- Det. Rene Sheppard
- First appearance: September 25, 1998 (7x01, "La Famiglia") (HLOTS)
- Last appearance: May 21, 1999 (7x22, Forgive Us Our Trespasses) (HLOTS) February 13, 2000 Homicide: The Movie
- Created by: Tom Fontana
- Portrayed by: Michael Michele

In-universe information
- Gender: Female
- Title: Detective
- Occupation: Homicide Detective Fugitive Squad Detective (formerly)
- Significant other: Patrol Chief Jim Feliciano (fiancé)

= Rene Sheppard =

Rene Sheppard is a fictional character in Homicide: Life on the Street, played by Michael Michele.

==In Homicide==
Sheppard first appeared in Season 7. She was Miss Anne Arundel County (beauty pageant queen) sometime prior to joining the Baltimore Police Department. She came into the Homicide Section from the Escape and Apprehension Section (Fugitive Squad) and was partnered with Meldrick Lewis. A number of the male detectives are attracted to her, and she is asked out by Meldrick Lewis and Tim Bayliss - she turns them both down in a non-confrontational manner, developing a strong friendship with Bayliss and an initially strong working relationship (see below) with Lewis.

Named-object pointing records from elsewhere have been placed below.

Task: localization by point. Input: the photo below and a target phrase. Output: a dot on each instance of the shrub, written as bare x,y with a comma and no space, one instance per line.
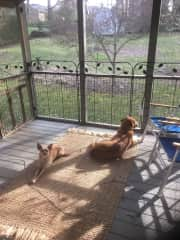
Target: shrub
9,32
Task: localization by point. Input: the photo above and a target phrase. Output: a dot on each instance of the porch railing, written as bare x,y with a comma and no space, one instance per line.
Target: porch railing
114,90
14,103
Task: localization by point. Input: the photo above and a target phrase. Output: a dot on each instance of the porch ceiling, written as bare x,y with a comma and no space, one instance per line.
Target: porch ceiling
10,3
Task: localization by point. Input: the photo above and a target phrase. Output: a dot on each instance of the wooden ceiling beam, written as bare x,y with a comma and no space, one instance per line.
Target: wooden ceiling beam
10,3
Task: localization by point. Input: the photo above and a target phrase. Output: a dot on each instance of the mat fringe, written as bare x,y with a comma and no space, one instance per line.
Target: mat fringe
19,233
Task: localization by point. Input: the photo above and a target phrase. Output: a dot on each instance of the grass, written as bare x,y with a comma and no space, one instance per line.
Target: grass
168,49
61,101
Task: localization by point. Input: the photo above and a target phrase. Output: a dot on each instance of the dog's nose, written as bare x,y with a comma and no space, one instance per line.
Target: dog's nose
136,124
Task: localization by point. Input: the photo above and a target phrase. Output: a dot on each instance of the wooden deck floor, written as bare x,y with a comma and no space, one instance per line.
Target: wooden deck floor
158,216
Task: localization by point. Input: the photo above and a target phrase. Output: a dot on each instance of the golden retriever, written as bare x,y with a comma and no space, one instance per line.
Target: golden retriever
117,145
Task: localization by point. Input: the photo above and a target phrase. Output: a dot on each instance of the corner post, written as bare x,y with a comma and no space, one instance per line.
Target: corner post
26,53
82,53
156,10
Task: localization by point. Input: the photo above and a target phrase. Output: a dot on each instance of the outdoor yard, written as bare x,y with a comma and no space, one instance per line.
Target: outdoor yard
57,48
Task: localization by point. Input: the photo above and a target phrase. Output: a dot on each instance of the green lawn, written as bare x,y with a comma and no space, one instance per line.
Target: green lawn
168,49
63,102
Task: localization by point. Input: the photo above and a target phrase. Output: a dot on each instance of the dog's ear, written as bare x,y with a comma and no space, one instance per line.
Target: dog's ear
39,147
50,146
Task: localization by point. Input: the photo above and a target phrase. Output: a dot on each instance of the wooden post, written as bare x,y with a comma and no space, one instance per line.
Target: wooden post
82,50
22,103
156,9
26,53
11,111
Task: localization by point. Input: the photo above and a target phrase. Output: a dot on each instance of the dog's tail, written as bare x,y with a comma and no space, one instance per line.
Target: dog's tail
65,154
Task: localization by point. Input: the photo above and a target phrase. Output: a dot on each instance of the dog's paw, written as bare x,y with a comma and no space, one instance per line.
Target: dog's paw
33,181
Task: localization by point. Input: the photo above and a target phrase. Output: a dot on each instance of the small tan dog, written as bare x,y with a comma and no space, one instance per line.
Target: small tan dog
117,145
47,156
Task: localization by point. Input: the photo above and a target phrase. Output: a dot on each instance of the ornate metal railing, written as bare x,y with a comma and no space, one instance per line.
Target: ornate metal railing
113,90
14,103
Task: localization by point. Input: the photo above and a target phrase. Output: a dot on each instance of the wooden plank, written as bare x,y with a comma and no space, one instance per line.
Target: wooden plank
133,231
8,173
115,236
144,221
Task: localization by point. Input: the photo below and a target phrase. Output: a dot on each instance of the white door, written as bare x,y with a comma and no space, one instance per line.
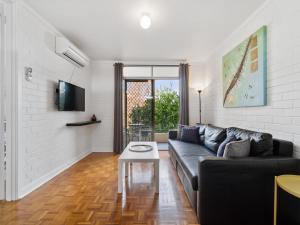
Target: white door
2,119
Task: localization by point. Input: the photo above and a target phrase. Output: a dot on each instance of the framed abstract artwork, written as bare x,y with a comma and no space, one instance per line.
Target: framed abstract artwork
245,72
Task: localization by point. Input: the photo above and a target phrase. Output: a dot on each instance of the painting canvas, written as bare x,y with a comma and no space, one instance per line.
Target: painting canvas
245,72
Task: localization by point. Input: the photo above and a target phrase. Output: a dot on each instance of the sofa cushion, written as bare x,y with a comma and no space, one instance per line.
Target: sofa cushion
190,134
187,155
214,136
201,132
261,144
222,146
237,149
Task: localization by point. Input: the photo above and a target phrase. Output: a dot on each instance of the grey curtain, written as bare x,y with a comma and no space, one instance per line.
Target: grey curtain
184,94
118,112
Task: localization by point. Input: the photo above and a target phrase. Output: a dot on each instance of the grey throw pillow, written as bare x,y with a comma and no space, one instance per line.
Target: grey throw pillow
237,149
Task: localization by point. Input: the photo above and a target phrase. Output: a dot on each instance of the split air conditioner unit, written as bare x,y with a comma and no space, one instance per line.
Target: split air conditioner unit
68,51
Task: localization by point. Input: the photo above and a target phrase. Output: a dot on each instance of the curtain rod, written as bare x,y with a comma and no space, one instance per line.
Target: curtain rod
138,65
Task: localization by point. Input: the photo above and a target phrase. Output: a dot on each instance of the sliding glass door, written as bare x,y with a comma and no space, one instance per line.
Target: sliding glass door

Her career is tested when an arrest goes bad; Sheppard is severely beaten by the suspect, who steals her gun and fires a shot at a shocked Lewis that almost kills him, causing the department to doubt her ability to do her job. Although he initially defends Sheppard's ability and gets her gun back to keep her career from being wrecked, Lewis' shock over his near death contributes to him making it clear he doesn't really trust her on the streets, leading to tension between the two and often resulting in their seeking other partners. After spending her recovery time behind a desk, Sheppard is allowed to be the primary detective on the "Internet Killer" case, and redeems herself somewhat by leading the investigation that led to the killer, Luke Ryland, being arrested. However, Sheppard later learns that Lewis was not the only cop in the Homicide unit who had concerns about her job performance: Terri Stivers outright says that Sheppard went for her gun too early during the confrontation, and tells Laura Ballard that while it's unfair for female cops to be judged harshly she feels that failures like Sheppard's give those critics more anger and confidence to be misogynistic. In the series' penultimate episode, Sheppard and Ballard work a case involving a murdered female gang member, and Sheppard feels pressured not to call in one of the male detectives to help them. When they close the case, Sheppard simply tells Lewis that she can do her job, no matter what anyone thinks.

In the series finale, Lewis makes a gratuitous reference to her losing her gun, and Sheppard just scoffs and walks away while Bayliss calls Lewis an ass and they have an argument over trusting their partners. Lewis partners with Falsone to solve the murder of a woman and is shocked when the woman's sister, a devout nun, offers solace and comfort to the killer when he's arrested by them. Pondering his own actions and attitude, Lewis asks Falsone about forgiveness and Falsone bluntly tells him "you should ask Sheppard." Lewis then asks Sheppard to join him on a homicide call, which they work without any problems.

==In Law & Order==
Sheppard also appeared in the Law & Order episode "Sideshow" (Part 1).